By Daren Butler and Ercan Ersoy, Reuters
A lawyer instrumental in trials of writers who challenge Turkey's limits on freedom of speech vowed on Wednesday to advance a nationalist campaign which has put Ankara at odds with the European Union.

Bitter EU critic Kemal Kerincsiz has come to prominence this year through his involvement in bringing charges against internationally renowned novelist Orhan Pamuk and other writers for comments on the Armenian issue and insulting "Turkishness". The EU, which Turkey wants to join, is pushing Ankara to improve freedom of expression as a condition for membership, but nationalist lawyers and the judiciary are undermining the drive. This week he filed a complaint to prosecutors about comments made by Turkish-Armenian editor Hrant Dink, prompting a fresh probe of the writer just a week after a previous conviction.

"You cannot view what writers like Hrant Dink and Orhan Pamuk have said as freedom of expression.
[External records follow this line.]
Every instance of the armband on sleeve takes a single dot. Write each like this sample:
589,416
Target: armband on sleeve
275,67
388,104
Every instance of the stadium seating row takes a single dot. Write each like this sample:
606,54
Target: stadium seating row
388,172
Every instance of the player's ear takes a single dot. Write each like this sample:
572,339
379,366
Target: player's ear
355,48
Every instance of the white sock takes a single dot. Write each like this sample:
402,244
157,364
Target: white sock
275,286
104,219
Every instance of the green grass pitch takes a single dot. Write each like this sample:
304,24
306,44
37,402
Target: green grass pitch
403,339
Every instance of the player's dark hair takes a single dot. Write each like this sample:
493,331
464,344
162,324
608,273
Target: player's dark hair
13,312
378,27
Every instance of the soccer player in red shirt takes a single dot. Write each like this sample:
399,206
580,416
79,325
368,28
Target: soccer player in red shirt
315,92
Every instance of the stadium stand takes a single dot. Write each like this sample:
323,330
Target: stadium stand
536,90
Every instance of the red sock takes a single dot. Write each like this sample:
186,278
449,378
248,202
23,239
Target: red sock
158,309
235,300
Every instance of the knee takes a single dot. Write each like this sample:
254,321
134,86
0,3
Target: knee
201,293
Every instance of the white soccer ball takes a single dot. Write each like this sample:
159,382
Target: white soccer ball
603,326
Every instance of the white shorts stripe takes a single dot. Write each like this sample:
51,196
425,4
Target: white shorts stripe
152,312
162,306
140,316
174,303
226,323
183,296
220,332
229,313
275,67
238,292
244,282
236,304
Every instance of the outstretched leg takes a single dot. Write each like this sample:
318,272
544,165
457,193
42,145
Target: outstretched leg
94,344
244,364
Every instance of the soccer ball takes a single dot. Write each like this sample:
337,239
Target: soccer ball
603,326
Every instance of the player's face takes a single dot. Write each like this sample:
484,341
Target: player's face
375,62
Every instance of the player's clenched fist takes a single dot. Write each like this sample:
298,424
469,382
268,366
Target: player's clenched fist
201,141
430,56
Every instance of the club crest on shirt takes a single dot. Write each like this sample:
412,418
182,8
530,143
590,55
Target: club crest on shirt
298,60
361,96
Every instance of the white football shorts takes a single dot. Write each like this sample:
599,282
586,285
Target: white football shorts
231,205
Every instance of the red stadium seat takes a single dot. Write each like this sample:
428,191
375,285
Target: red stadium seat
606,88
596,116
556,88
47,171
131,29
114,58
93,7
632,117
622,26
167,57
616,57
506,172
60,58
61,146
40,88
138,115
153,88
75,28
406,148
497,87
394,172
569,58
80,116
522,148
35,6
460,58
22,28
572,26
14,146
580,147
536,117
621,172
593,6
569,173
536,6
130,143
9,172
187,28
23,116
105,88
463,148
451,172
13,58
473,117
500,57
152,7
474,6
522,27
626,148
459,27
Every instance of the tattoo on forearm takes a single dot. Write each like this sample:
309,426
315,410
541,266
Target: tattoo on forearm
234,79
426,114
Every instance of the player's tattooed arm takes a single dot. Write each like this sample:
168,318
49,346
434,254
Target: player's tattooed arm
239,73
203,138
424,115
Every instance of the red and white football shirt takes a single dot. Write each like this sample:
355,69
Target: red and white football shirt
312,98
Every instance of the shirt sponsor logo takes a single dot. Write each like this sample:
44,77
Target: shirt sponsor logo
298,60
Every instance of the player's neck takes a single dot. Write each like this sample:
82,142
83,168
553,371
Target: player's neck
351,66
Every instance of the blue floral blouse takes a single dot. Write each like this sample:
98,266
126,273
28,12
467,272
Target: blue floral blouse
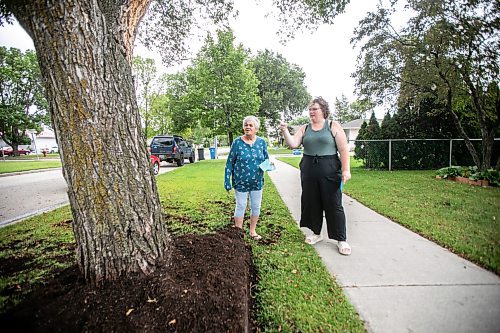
242,166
They are provoking the situation under the Armenian diaspora's influence," Kerincsiz told Reuters in his office in an Istanbul apartment block. "We will not allow insults and abuse of Turkishness in the name of freedom of expression. We will continue to defend Turkishness and the rights of Turks from Central Asia to Western Thrace (in eastern Greece)," he said.

Kerincsiz heads the Grand Lawyers' Association which claims 800 members in Istanbul and devotes itself to nationalist causes. As he spoke, his colleagues prepared placards for a pro-Turkish Cypriot demonstration they were staging in Istanbul. The latest target of his campaign was an interview which Dink gave to Reuters on July 14 in which he said Armenians suffered genocide at the hands of Ottoman forces during World War One.

"Dink has sealed his own fate with this comment. He has convicted himself. It is now impossible from him to escape his suspended sentence and a new conviction," said Kerincsiz.

Armenians say about 1.5 million of their people were killed in a genocide by Ottoman Turks in 1915. Turkey strongly rejects this and says both Christian Armenians and Muslim Turks suffered mass killings in a bitter partisan conflict. The European Parliament has called on Turkey to recognize the Armenian massacres as a genocide before it joins the bloc.

The High Court of Appeals last week confirmed a six-month suspended jail sentence for Dink under a controversial article of Turkey's penal code which outlaws insults to "Turkishness". The EU has urged Turkey to scrap Article 301, which carries a jail sentence of up to three years, arguing it restricts freedom of expression. The government says the revised penal code, introduced last year, needs more time to be tested.

"Nobody will have the strength to abolish 301, neither the political powers or the European Union," Kerincsiz. "If you get rid of it your are recognizing the Armenian genocide allegations."

Cases against Pamuk and four columnists collapsed on a legal technicality, but only after drawing a sharp rebuke from the EU, which Turkey aims to join, and from human rights groups. Ankara began EU membership talks last October but is not expected to join the wealthy bloc for many years. Kerincsiz wants Turkey to halt those talks immediately, annul its customs union with the bloc and review its NATO and U.S. relations.

"The European Union means slavery and a prisoner's chains for Turkey," he said.